Sometimes called the world's first feature-length film, Soldiers of the Cross was more a multimedia presentation: a two-hour lecture, accompanied by songs and '220 limelight pictures and 17 cinematographe views' ('Town Talk', Geelong Advertiser, 4 October 1900, p.2). Other advertisements suggest it was 200 limelight pictures and 15 film segments.
Despite not being exclusively a film, Soldiers of the Cross was a significant early step in Australian film-making: the seventeen film segments (each ninety seconds long) were filmed exclusively for this production, using as cast members up to 150 members of the Salvation Army.

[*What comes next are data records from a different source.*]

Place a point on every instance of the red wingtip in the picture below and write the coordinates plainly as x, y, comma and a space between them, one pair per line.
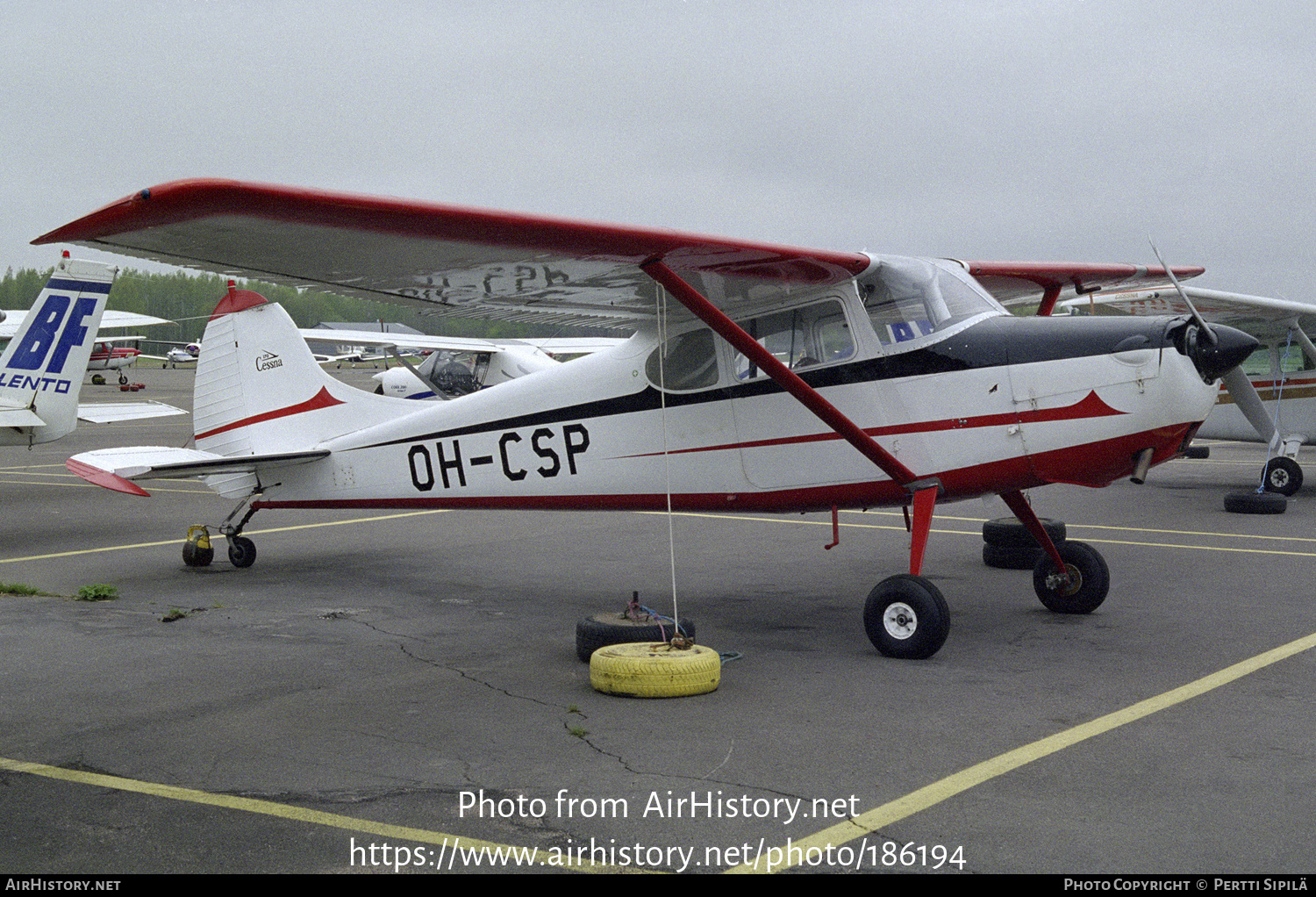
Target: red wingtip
237, 300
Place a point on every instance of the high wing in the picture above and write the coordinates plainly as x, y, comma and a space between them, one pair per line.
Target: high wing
455, 261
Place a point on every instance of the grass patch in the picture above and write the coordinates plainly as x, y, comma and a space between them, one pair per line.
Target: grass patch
97, 593
20, 589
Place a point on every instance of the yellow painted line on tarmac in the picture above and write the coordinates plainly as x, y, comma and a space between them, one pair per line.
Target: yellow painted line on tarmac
447, 858
171, 542
1079, 526
939, 792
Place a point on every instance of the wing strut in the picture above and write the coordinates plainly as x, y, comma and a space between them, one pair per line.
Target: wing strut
924, 492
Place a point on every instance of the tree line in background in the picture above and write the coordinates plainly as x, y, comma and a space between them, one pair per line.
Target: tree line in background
190, 298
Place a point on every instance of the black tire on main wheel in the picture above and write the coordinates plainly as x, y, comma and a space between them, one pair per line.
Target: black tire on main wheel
602, 630
1011, 557
1090, 580
905, 617
1008, 531
1284, 476
241, 551
1255, 504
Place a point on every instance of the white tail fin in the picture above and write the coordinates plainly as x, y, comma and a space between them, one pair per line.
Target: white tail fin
260, 390
44, 366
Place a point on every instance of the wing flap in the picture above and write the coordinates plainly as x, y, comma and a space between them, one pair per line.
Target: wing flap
116, 468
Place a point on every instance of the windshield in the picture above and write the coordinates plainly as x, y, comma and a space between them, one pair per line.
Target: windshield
908, 298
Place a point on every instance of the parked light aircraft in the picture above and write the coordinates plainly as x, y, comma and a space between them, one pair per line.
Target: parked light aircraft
105, 355
1281, 371
41, 370
758, 378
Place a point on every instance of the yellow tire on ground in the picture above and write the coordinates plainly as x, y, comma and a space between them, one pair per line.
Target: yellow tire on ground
654, 671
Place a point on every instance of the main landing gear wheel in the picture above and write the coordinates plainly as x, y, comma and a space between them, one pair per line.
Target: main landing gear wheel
905, 617
1284, 476
241, 551
197, 549
1087, 585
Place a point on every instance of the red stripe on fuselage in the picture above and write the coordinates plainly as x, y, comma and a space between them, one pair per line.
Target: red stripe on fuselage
320, 399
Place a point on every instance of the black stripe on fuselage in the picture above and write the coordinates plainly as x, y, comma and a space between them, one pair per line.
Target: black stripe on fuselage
992, 342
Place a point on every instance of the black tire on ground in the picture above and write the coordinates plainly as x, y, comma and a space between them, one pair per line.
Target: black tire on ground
1089, 586
905, 617
1284, 476
1255, 504
1008, 531
602, 630
1011, 557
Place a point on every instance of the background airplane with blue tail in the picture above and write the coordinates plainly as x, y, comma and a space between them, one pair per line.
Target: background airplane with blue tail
42, 368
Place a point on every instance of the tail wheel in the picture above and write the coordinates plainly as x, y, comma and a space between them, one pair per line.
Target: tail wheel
1284, 476
905, 617
602, 630
241, 551
1082, 591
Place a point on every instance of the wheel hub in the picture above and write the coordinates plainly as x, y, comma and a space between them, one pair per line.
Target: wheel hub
899, 621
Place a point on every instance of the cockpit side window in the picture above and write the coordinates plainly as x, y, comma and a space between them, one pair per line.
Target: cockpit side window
687, 361
799, 337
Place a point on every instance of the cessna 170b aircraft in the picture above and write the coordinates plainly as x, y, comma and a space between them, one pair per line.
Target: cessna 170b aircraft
758, 378
1282, 373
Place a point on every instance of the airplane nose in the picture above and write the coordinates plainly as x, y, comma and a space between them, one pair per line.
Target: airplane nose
1215, 360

Soldiers of the Cross was usually billed as a lecture, but advertisements and reviews made much of the 'cinematographe' / 'kinematographe'.
The scenes showed the various martyrdoms of Christian saints. Contemporary reviews noted that 'Some of the films are wonderfully realistic, such as the stoning of Stephen, burning of Polycarp, throwing Christians to the tigers, and also the slaughter of the Christians in the Catacombs' ([Untitled], Daily Telegraph, 14 January 1901, p.2).
When creator Herbert Booth later left the Salvation Army, he negotiated to keep Soldiers of the Cross, and later toured it around the United States.